US strategy in Ukraine is predicated on the idea that the war there will end or dramatically de-escalate within this year. But what if that doesn’t happen? President Joe Biden’s administration has done well in managing this conflict so far. However, the longer the war drags on, the harder it will be for Biden to manage its political dimensions, and the more pressure they will put on US policy around the world.
Ukraine’s prospects revolve around its long-awaited spring offensive. The Ukrainians mostly held off Russia’s furious winter offensive, holding – barely – a part of the besieged Bakhmut in the east. Now it’s Kiev’s turn to strike.
Preparatory operations are underway as Ukraine mitigates Russia’s logistics and investigates its defenses. It’s anyone’s guess where the big blow will come – perhaps in the Donbass, or rather, more likely, in the south, in an attempt to cut Russia’s land bridge to the occupied Ukrainian peninsula of Crimea. Either way, the US hopes that the attack, by changing the course of the war, will create a path to peace.
Strategy
Publicly and privately, top US officials have floated the administration’s theory of victory: the idea that a successful, but not overly successful, Ukrainian offensive will lead to a de-escalation of the war or even a negotiated political settlement.

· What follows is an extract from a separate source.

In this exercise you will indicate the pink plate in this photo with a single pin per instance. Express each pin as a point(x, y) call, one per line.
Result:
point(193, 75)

To make this offensive possible, Washington has delivered a front-load of military aid to Kiev, rushing to give it the lion’s share of the $45 billion package passed by the US Congress late last year.
This strategy involves a mixture of pessimism and optimism. Pessimism, in that U.S. officials increasingly doubt Ukraine can liberate all the territory Russia has seized since 2014. Optimism, in that Washington hopes Kiev can claim enough territory to make the country economically viable and militarily defensible, while putting Russian President Vladimir Putin’s military under enough pressure to force him to seek peace. Which, in turn, will reduce Ukraine’s demands for US aid, allowing America’s defense industrial base to turn to other priorities.
This strategy represents a logical attempt to reconcile conflicting imperatives—the need to prevent a Ukrainian defeat while also avoiding a wider, more dangerous war. It also faces real – and potentially insurmountable – challenges.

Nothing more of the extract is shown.